To the extent any indemnification by an indemnifying party is prohibited or limited by law, the indemnifying party agrees to make the maximum contribution with respect to any amounts for which it would otherwise be liable under Section 6 to the fullest extent permitted by law; provided, however: (i) no contribution shall be made under circumstances where the maker would not have been liable for indemnification under the fault standards set forth in Section 6 of this Agreement, (ii) no Person involved in the sale of Registrable Securities which Person is guilty of fraudulent misrepresentation (within the meaning of Section 11(f) of the Securities Act) in connection with such sale shall be entitled to contribution from any Person involved in such sale of Registrable Securities who was not guilty of fraudulent misrepresentation; and (iii) contribution by any seller of Registrable Securities shall be limited in amount to the amount of net proceeds received by such seller from the applicable sale of such Registrable Securities pursuant to such Registration Statement.
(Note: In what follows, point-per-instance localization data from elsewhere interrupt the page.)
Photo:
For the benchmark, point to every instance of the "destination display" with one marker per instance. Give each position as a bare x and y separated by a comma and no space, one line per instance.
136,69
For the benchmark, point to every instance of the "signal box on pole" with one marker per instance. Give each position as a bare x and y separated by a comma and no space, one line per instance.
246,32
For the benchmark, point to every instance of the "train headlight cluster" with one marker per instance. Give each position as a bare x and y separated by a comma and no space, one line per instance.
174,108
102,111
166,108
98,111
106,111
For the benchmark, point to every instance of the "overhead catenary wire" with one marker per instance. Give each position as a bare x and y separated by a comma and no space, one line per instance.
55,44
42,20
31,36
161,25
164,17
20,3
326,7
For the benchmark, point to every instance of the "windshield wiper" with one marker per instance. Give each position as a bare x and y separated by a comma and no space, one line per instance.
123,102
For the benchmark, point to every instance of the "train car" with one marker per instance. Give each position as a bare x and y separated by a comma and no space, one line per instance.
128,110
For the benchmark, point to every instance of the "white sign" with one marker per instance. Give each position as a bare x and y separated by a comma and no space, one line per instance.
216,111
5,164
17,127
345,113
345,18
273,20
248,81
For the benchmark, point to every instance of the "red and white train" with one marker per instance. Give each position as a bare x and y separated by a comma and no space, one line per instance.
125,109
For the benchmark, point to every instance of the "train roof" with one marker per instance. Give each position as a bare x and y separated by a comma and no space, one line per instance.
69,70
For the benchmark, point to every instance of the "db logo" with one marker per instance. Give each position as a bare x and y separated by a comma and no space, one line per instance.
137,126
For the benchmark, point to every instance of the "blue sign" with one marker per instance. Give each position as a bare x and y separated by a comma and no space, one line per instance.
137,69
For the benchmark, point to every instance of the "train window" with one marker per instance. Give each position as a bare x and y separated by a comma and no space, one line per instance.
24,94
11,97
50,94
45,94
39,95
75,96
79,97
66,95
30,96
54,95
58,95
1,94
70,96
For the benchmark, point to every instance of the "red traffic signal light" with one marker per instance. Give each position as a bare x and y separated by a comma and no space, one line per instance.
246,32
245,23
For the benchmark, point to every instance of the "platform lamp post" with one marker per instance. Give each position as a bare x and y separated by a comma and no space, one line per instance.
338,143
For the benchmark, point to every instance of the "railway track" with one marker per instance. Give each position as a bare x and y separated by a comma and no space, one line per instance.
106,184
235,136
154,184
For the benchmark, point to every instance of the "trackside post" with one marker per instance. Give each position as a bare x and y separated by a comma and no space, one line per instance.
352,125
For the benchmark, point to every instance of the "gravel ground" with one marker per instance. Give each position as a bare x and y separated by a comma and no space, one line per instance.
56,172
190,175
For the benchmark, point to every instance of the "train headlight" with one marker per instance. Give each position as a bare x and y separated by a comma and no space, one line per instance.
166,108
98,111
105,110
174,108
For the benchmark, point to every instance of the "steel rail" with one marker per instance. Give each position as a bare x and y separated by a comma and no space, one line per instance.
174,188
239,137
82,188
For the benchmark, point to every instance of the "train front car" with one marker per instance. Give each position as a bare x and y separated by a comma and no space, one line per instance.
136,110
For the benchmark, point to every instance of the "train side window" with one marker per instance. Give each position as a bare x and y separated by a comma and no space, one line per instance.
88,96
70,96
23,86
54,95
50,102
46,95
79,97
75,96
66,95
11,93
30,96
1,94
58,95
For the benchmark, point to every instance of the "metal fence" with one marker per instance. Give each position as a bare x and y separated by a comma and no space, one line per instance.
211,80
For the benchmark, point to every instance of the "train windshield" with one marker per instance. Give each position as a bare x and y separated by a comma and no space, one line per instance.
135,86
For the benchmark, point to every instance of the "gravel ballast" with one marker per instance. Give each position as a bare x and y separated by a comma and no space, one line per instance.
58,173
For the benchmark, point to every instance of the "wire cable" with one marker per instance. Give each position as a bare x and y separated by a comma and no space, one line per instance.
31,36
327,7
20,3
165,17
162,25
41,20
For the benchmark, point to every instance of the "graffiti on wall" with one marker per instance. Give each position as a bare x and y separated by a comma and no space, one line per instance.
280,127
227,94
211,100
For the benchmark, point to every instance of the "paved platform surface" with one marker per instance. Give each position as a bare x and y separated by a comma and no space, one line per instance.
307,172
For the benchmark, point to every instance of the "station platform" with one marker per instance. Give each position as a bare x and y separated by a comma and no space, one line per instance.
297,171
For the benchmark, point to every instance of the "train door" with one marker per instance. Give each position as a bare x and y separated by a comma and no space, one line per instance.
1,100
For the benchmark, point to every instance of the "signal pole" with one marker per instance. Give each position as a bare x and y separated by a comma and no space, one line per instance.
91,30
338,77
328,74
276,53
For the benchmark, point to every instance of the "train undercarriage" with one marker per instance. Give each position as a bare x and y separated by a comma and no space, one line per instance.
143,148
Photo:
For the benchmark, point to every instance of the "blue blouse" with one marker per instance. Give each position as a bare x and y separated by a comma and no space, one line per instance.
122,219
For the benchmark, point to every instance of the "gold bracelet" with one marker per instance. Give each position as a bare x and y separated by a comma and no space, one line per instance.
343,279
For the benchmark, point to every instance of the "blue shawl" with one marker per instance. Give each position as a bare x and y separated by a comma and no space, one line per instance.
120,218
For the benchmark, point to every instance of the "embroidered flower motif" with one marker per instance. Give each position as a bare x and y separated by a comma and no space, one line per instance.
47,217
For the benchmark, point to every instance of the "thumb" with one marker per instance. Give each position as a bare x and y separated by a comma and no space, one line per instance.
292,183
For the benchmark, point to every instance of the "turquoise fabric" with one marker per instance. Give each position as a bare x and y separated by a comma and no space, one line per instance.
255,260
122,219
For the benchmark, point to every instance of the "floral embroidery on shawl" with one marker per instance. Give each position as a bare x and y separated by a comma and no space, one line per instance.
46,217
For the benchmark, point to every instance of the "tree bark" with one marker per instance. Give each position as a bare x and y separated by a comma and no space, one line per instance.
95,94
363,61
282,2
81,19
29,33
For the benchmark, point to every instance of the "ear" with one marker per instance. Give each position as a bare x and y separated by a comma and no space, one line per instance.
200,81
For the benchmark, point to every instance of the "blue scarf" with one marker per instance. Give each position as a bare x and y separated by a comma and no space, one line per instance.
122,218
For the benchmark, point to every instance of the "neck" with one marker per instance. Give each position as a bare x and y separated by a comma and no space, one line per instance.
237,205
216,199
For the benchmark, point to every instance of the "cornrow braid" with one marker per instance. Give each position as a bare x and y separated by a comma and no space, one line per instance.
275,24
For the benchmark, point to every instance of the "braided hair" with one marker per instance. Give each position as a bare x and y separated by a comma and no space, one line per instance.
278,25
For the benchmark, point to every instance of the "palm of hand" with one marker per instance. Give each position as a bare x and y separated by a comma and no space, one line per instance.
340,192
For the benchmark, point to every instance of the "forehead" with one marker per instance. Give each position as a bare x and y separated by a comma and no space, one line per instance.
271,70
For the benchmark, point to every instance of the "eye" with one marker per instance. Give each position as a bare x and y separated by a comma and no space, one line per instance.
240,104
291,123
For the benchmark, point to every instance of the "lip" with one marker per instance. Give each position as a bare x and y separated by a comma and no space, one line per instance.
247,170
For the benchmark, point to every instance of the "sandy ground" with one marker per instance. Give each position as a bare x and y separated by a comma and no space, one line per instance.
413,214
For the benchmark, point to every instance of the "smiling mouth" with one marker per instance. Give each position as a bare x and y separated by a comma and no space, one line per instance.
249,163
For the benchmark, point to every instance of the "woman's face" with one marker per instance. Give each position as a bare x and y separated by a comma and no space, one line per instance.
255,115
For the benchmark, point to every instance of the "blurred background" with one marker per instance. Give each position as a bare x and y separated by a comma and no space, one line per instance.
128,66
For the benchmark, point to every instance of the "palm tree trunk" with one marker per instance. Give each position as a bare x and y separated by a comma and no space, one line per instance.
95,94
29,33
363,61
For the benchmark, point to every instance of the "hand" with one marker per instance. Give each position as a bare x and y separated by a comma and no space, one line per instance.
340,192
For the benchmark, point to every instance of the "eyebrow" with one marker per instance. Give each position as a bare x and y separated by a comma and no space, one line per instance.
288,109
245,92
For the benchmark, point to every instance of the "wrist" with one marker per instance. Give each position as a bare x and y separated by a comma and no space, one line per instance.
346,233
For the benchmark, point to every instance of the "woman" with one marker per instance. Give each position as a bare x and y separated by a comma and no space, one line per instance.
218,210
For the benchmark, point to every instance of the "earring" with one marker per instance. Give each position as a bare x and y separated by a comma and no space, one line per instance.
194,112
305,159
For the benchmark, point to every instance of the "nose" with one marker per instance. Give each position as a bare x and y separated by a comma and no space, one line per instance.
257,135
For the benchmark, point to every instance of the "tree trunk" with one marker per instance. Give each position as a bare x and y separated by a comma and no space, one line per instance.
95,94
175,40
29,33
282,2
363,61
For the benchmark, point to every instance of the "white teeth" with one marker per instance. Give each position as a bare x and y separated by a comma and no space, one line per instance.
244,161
Notwithstanding the provisions of this Section 7, the Investor shall not be required to contribute, in the aggregate, any amount in excess of the amount by which the net proceeds actually received by the Investor from the applicable sale of the Registrable Securities subject to the Claim exceeds the amount of any damages that the Investor has otherwise been required to pay, or would otherwise be required to pay under Section 6(b), by reason of such untrue or alleged untrue statement or omission or alleged omission.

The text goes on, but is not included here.